Cats spend a lot of time grooming themselves — an adult housecat can spend up to 8 percent of its time licking its fur. But licking also plays a social role: adult cats often groom each other right before mating. That said, there’s no evidence your cat is licking you as part of pre-mating behavior or out of romance.

Here are the leading ideas experts offer about why cats lick people.
1. Trust
One explanation is simple: your cat licks you to show trust, or at least to signal that you aren’t a rival. “This kind of licking is like the mutual grooming cats do, called allogrooming. Kittens learn it from their mother when they’re still blind and deaf. The goal is to clean the kitten and reinforce social bonds,” explains Dr. David Sands, an animal behavior expert with more than 25 years of clinical practice.
So adult cats groom only those they trust and don’t see as competitors. That friendliness can extend to a human. Cats don’t think, “I’m a cat and you’re a human.” To them, other beings are either competitors or not, and licking communicates that you aren’t competition.
2. Biochemical curiosity
This idea is straightforward: your cat may be intrigued by a smell on your skin. Cats’ taste and smell receptors are extremely sensitive — they can pick up pheromonal secretions and other subtle odors on our skin. Your hands might carry salt, lotion, food scent, or other substances that your cat wants to “check” with its tongue. Sometimes licking is just a way for a cat to investigate an interesting aroma.

3. Marking ownership
Cats are scent machines from head to tail. Their favorite scent is their own, and they protect that unique aroma like an invisible fingerprint. A cat may start grooming itself after you pet it to remove your scent.

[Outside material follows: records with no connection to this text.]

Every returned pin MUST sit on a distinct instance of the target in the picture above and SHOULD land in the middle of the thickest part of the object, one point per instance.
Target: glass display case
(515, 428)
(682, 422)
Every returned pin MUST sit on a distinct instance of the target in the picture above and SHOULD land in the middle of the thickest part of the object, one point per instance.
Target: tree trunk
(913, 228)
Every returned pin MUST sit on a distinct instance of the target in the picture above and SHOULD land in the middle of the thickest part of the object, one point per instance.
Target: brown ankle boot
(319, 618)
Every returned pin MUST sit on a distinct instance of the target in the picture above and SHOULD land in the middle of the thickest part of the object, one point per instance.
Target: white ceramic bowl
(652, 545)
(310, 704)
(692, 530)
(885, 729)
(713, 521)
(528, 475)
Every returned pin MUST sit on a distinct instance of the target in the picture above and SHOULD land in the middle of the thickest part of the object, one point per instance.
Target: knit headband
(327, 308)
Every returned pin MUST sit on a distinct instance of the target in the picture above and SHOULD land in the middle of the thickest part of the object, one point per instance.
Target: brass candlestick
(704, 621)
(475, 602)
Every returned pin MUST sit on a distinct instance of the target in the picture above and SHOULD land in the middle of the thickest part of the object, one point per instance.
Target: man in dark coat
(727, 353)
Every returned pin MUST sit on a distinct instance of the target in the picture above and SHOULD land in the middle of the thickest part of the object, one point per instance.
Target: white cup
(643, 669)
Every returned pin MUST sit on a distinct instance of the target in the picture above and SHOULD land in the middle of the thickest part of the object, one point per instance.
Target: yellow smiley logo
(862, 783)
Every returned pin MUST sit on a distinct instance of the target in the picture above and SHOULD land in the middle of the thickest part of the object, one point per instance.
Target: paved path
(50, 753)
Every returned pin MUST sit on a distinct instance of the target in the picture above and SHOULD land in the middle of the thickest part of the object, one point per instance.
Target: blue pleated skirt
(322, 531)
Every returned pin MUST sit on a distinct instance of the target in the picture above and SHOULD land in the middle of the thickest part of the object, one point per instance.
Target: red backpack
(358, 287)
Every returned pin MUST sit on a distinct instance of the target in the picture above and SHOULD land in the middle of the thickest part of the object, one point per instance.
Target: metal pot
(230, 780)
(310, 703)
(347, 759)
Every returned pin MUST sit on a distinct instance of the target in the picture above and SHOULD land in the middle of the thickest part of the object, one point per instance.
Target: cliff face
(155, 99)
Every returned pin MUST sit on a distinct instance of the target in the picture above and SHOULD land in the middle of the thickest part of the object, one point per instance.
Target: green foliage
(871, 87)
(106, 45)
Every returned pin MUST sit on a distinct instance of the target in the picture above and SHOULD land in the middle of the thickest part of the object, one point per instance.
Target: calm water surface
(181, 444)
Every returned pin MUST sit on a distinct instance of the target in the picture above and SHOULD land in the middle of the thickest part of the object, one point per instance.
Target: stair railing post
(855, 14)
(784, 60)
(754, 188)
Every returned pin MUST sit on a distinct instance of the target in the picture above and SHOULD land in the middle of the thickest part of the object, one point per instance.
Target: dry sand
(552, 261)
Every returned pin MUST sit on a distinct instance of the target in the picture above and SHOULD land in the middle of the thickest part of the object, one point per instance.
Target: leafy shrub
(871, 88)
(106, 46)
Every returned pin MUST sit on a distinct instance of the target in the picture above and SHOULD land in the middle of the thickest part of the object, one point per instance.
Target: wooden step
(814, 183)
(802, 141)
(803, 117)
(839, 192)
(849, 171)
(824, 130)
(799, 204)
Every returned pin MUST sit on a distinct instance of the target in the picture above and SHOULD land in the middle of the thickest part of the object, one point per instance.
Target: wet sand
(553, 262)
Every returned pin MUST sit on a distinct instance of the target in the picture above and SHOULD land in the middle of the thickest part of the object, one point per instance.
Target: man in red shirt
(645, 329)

A lot of feline behavior centers on ownership and territory. When cats lick other cats or people, they often remove the foreign scent and replace it with their own. That’s how they mark something as theirs: “This is mine.”
People often interpret rubbing and licking as affection. But the more scent a cat can leave, the more objects, spaces, and even people it marks as part of its territory.
If your cat licks you occasionally, that’s not necessarily a sign of deep affection — and it isn’t aggression either. If the licking bothers you, distract the cat or redirect its attention with play or petting.